Elevated concentrations of asymmetric dimethylarginine (ADMA), an endogenous inhibitor of nitric oxide synthase, are associated with endothelial dysfunction. Metabolic syndrome (MetS) is also a condition associated with impaired endothelial function. To test the hypothesis that lipid lowering treatment with a statin lowers ADMA levels, we investigated the effect of fluvastatin treatment on serum ADMA levels in patients with MetS. A total of 85 hypercholesterolemic MetS patients (53 females, 32 males; mean age, 55.8+/-9.1 years) were included in this prospective, randomized, controlled study. Patients were randomly assigned to either the treatment (n=42) or control group (n=43). Recommendations for lifestyle modification were provided to both groups. In addition, the patients in the treatment group received fluvastatin, extended release tablets, 80 mg/day, orally for 6 weeks. Serum levels of ADMA and lipids were assessed at baseline and at the completion of treatment. High performance liquid chromatography was used to measure serum ADMA concentrations. In the fluvastatin group, there was a significant reduction in serum ADMA levels compared to baseline (from 1.57+/-1.07 micromol/L to 1.17+/-1.41 micromol/L, P<0.05), whereas in the control group no significant change was observed (from 1.06+/-0.46 micromol/L to 1.24+/-1.38 micromol/L, P>0.05). There was a statistically significant difference between the groups in terms of mean percent change from baseline (P=0.047). Fluvastatin treatment for hypercholesterolemia in patients with MetS is associated with a decrease in serum ADMA levels at 6 weeks. This finding is consistent with known beneficial effects of statin treatment on endothelial function in hypercholesterolemic patients.     

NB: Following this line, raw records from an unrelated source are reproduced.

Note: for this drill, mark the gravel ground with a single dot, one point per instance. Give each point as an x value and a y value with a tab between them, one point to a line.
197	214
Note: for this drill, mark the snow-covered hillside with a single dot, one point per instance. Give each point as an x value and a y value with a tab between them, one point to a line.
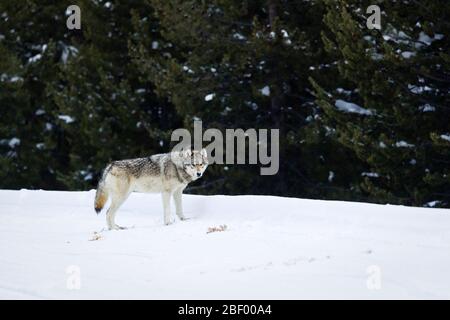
272	248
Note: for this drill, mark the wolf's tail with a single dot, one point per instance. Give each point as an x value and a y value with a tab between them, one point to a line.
101	196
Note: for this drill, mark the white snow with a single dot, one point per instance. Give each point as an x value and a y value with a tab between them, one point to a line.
351	108
35	58
265	91
445	136
370	174
273	248
427	108
210	96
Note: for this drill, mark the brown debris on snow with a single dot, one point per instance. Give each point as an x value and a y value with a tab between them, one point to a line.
217	229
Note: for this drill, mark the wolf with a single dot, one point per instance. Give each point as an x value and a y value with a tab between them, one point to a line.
167	173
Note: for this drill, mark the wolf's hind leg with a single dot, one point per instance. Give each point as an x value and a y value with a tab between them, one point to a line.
177	196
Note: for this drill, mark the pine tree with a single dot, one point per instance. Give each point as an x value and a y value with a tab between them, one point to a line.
237	64
113	110
30	145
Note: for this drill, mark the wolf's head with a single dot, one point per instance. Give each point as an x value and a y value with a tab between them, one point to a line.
194	162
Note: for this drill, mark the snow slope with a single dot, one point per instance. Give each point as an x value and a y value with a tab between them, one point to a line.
274	248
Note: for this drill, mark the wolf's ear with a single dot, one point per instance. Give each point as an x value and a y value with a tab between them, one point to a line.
186	153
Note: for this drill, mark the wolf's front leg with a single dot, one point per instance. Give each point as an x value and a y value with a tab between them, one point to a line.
177	196
166	206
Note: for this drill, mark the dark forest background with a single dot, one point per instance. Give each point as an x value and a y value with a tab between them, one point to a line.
364	114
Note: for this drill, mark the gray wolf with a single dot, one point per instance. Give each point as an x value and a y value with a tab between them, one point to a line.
167	173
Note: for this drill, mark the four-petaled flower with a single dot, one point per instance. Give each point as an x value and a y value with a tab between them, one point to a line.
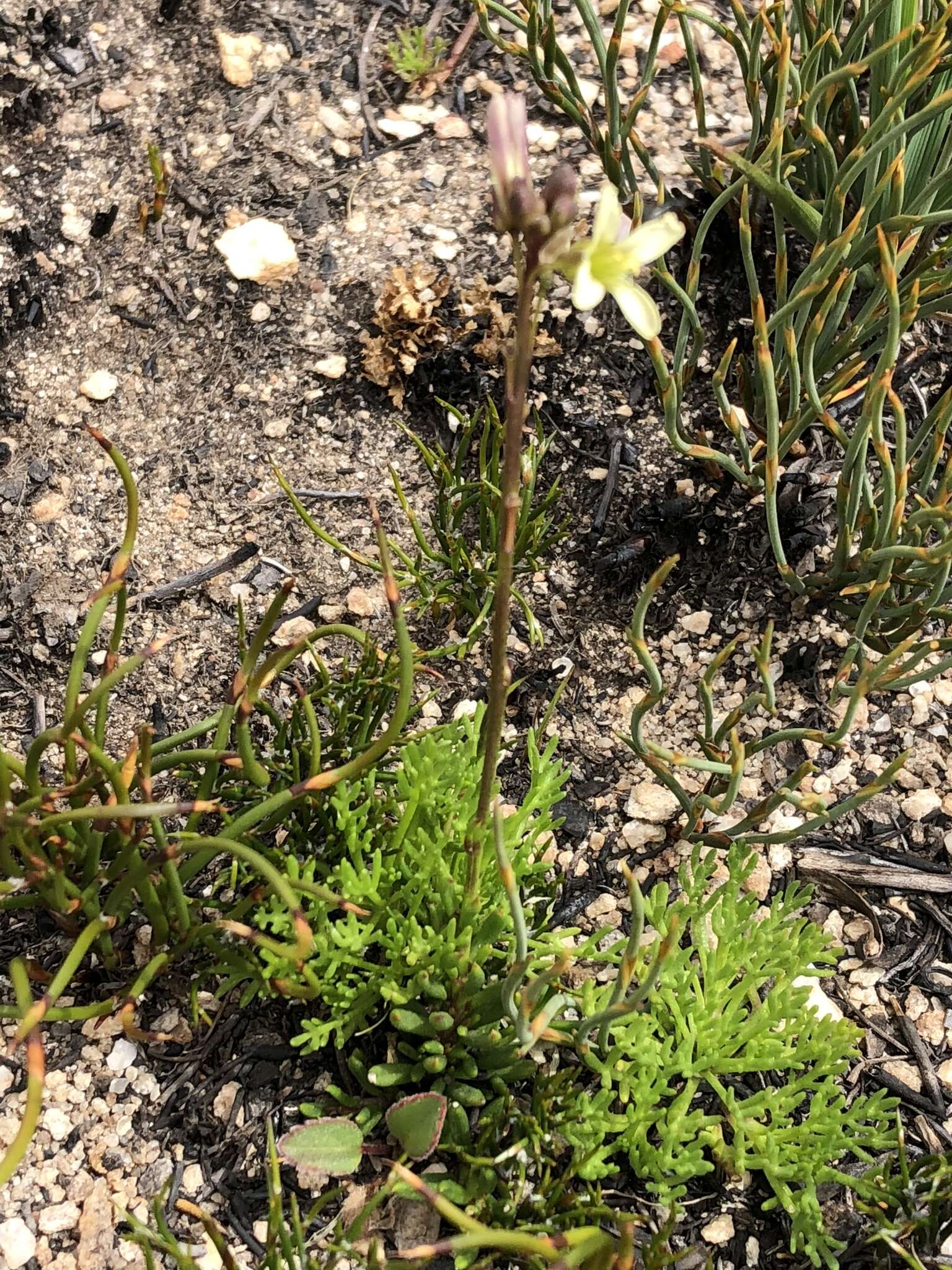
615	255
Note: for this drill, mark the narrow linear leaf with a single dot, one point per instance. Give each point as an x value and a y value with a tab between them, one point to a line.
332	1145
800	214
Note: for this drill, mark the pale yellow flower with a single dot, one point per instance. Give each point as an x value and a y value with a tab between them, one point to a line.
610	260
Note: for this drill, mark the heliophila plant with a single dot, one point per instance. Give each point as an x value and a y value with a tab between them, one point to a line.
855	201
291	1241
451	569
725	746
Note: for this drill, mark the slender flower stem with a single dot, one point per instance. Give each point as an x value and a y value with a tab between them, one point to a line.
511	500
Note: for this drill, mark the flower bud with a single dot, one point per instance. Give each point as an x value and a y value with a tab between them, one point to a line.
559	197
509	162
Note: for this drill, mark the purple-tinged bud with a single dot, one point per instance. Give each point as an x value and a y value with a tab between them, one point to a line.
508	161
559	196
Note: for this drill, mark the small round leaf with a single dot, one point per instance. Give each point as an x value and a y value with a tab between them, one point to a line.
332	1145
416	1123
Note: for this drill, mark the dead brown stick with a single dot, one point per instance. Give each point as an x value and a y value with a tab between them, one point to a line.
861	869
197	577
456	52
366	43
910	1036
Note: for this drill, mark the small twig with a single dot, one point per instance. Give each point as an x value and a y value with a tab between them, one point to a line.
611	482
931	1083
304	611
456	52
436	18
195	579
38	714
362	76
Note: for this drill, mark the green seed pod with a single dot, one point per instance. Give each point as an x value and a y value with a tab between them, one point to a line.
467	1067
409	1021
433	990
457	1124
484	1038
466	1095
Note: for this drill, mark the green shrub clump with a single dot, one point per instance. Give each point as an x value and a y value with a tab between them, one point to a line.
408	949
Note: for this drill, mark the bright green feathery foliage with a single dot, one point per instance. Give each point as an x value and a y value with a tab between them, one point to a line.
398	854
682	1088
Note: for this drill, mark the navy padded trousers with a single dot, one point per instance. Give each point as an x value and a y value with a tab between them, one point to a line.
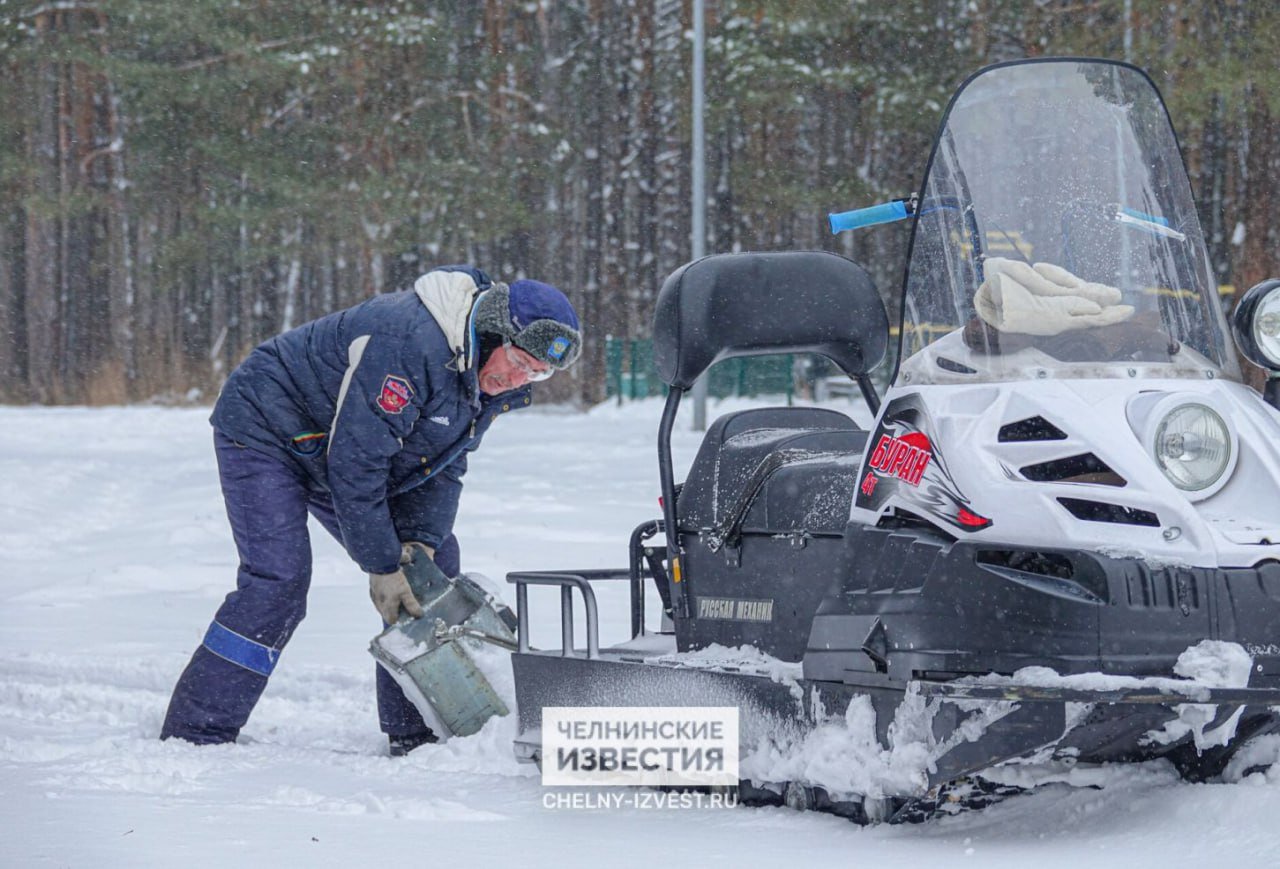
268	504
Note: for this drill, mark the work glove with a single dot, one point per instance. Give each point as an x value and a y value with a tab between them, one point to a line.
1043	300
389	591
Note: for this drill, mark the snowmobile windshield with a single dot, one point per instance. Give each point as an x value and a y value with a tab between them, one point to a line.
1056	236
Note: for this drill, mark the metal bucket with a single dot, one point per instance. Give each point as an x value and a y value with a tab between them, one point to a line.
429	659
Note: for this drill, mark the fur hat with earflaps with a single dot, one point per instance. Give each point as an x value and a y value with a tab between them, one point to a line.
534	316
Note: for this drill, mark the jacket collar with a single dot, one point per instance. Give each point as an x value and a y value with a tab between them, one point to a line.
451	298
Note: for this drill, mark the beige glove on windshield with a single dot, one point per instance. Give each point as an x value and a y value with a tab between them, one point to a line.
389	591
1045	298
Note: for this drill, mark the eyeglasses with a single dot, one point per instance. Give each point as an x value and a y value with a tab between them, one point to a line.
524	362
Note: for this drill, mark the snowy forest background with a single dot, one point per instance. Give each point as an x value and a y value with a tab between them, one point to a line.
179	181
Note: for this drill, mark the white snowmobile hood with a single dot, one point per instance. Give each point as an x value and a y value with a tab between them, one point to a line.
451	297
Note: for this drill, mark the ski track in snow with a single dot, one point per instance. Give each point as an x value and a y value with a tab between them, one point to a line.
114	553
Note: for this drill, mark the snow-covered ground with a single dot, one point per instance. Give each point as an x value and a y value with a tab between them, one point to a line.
114	553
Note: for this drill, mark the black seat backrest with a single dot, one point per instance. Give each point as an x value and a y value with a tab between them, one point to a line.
767	302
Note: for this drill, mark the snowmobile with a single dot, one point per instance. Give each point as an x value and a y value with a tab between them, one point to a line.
1060	536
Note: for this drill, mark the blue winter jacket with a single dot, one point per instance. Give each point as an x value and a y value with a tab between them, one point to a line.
378	405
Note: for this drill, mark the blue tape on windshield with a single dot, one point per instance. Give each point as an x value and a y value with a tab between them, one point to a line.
1143	215
859	218
232	646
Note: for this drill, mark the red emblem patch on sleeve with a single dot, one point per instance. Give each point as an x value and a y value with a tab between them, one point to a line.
396	394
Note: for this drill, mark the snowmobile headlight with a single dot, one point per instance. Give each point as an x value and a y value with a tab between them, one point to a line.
1193	447
1256	324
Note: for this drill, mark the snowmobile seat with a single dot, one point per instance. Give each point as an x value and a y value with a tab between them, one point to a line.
776	470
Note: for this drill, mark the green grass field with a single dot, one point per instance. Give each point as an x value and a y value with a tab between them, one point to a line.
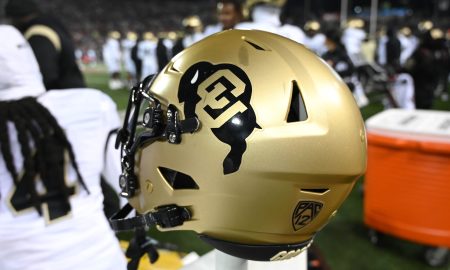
343	242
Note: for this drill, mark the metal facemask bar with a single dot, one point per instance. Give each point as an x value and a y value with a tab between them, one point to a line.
156	125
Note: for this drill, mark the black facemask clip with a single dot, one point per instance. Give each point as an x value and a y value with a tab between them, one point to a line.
157	124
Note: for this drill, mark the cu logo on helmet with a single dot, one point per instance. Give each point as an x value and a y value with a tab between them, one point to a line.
219	95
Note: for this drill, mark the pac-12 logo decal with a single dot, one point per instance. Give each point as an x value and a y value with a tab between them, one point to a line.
304	213
220	96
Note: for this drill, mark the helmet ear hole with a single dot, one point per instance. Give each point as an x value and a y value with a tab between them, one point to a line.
178	180
297	109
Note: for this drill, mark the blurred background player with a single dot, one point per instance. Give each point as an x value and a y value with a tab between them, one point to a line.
336	56
127	45
112	58
146	52
353	37
426	66
265	15
53	47
52	155
409	43
389	50
51	43
192	32
229	13
314	39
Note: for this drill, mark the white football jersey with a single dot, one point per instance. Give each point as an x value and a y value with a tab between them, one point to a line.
82	239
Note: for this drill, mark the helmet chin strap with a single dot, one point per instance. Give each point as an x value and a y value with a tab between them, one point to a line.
141	244
165	216
156	128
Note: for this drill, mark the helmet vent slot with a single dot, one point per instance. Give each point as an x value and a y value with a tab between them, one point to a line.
254	45
297	109
177	180
319	191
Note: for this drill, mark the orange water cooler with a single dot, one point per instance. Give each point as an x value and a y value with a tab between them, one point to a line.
407	183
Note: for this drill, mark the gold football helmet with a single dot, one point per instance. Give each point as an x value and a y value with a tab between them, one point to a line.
248	139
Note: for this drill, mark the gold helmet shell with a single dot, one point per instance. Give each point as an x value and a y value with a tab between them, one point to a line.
250	4
280	146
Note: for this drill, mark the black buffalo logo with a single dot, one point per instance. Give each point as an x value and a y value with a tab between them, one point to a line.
221	93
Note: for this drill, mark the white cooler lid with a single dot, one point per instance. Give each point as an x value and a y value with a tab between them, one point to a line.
421	125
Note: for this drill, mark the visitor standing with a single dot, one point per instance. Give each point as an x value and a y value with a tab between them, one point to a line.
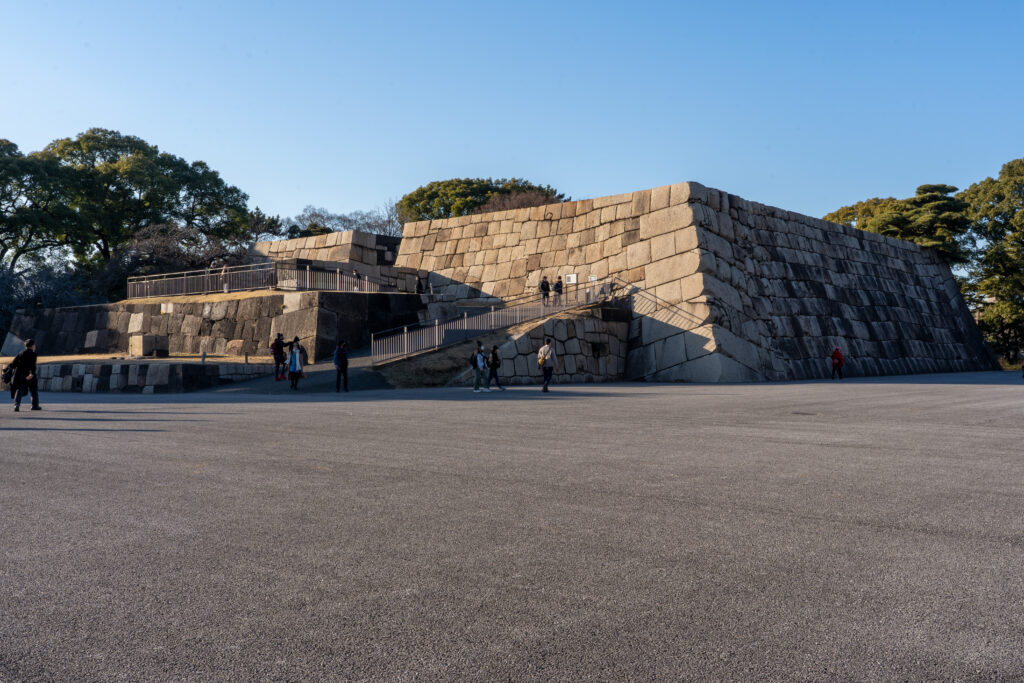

Randomized dose-response study of rosuvastatin in Japanese patients with hypercholesterolemia

Rosuvastatin is a novel statin that has been shown to produce large dose-dependent reductions in low-density lipoprotein cholesterol (LDL-C) in Western hypercholesterolemic patients. Rosuvastatin dose response was assessed in a randomized, double-blind phase II trial in which 112 Japanese patients with fasting LDL-C > 160 and < 220 mg/dl and triglycerides < 300 mg/dl received placebo or rosuvastatin 1, 2.5, 5, 10, 20, or 40 mg once daily for 6 weeks. LDL-C change from baseline showed a linear dose response (p < 0.0001 for slope of regression line) over the rosuvastatin dose range, with each doubling of dose producing an additional 5.12% reduction. Mean reductions (least-squares mean percentage change from baseline from ANOVA) in LDL-C were 35.8% to 66.0% and significantly different from placebo at all doses (p < 0.0001). Linear dose response was also observed for total cholesterol (TC) and apolipoprotein (apo) B, but not for triglycerides (TG), high-density lipoprotein cholesterol (HDL-C), or apo A-I or A-II. Mean changes at 6 weeks were - 25.5 to - 45.1% for TC, - 16.0 to - 26.2% for TG, + 7.5 to + 12.8% for HDL-C, - 31.9 to - 57.8% for apo B, + 5.5 to + 10.0% for apo A-I, and + 0.4 to + 8.1% for apo A-II. Rosuvastatin was well tolerated. Although there was some suggestion of increased frequency of treatment-related adverse events at higher doses, there were no clear dose relationships in safety parameters. Only one patient withdrew from the study because of a treatment-related adverse event. No patients had clinically significant elevations in liver transaminases or creatine kinase. Rosuvastatin produces good dose-related reductions in LDL-C and beneficial changes in other lipid fractions in Japanese hypercholesterolemic patients and is well tolerated.